Из мира, времени и природы искусство и поэзия черпают общезначимые, всем понятные образы, которые являются единственным вечным среди земных созданий, представляя собой второе идеальное творение, свободное от пут определенной, конкретной эпохи, бессмертно-земное, язык, понятный всем народам.

Тем самым они являются крупнейшими представителями данной эпохи, так же, как и философия.

Внешне их произведениям уготована судьба всего земного и переданного от поколения к поколению, однако произведение живет достаточно долго, чтобы освобождать, воодушевлять и духовно объединять людей на протяжении тысячелетий.

И здесь нам, отдаленным потомкам, приходит к счастью на помощь наша восстанавливающая способность, которая посредством аналогии по фрагментам реставрирует целое. Воздействие искусства сказывается в отрывке, в очертании, в скупом намеке, и особенно сильно — во фрагменте, будь то античные скульптуры или мелодии.
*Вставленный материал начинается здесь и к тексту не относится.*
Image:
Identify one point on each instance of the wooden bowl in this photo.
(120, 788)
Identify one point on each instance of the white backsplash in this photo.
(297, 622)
О нашей предпосылке, согласно которой творящий испытывает ощущение счастья, речь пойдет позже.

В большинстве искусств, даже в поэзии, на художника, как и на его аудиторию может, разумеется, оказывать весьма сильное влияние и содержание (все желанное, ужасное, чувственно привлекательное). Ведь большинство людей считает, что искусство — это подражание физически существующему, единичному, непрочному, недолговечному, и существует, собственно, для того, чтобы впечатляюще изобразить и «увековечить» то, что является для людей важным в силу иных причин.

Но, к счастью, существует архитектура, в которой более чисто, чем где-либо еще, и независимо от всего вышеперечисленного, выражается идеальная воля. Здесь отчетливее всего видно, что представляет собой искусство, несмотря на его бесспорно большую зависимость от целей, преследуемых автором, и на его зачастую длительную привязанность к традиционным приемам и стереотипам.

Архитектура доказывает, каким свободным от побочных содержательных намерений является или может являться любое другое искусство. Особого рода параллель к архитектуре образует музыка, в которой подражание как раз и считается самым большим недостатком.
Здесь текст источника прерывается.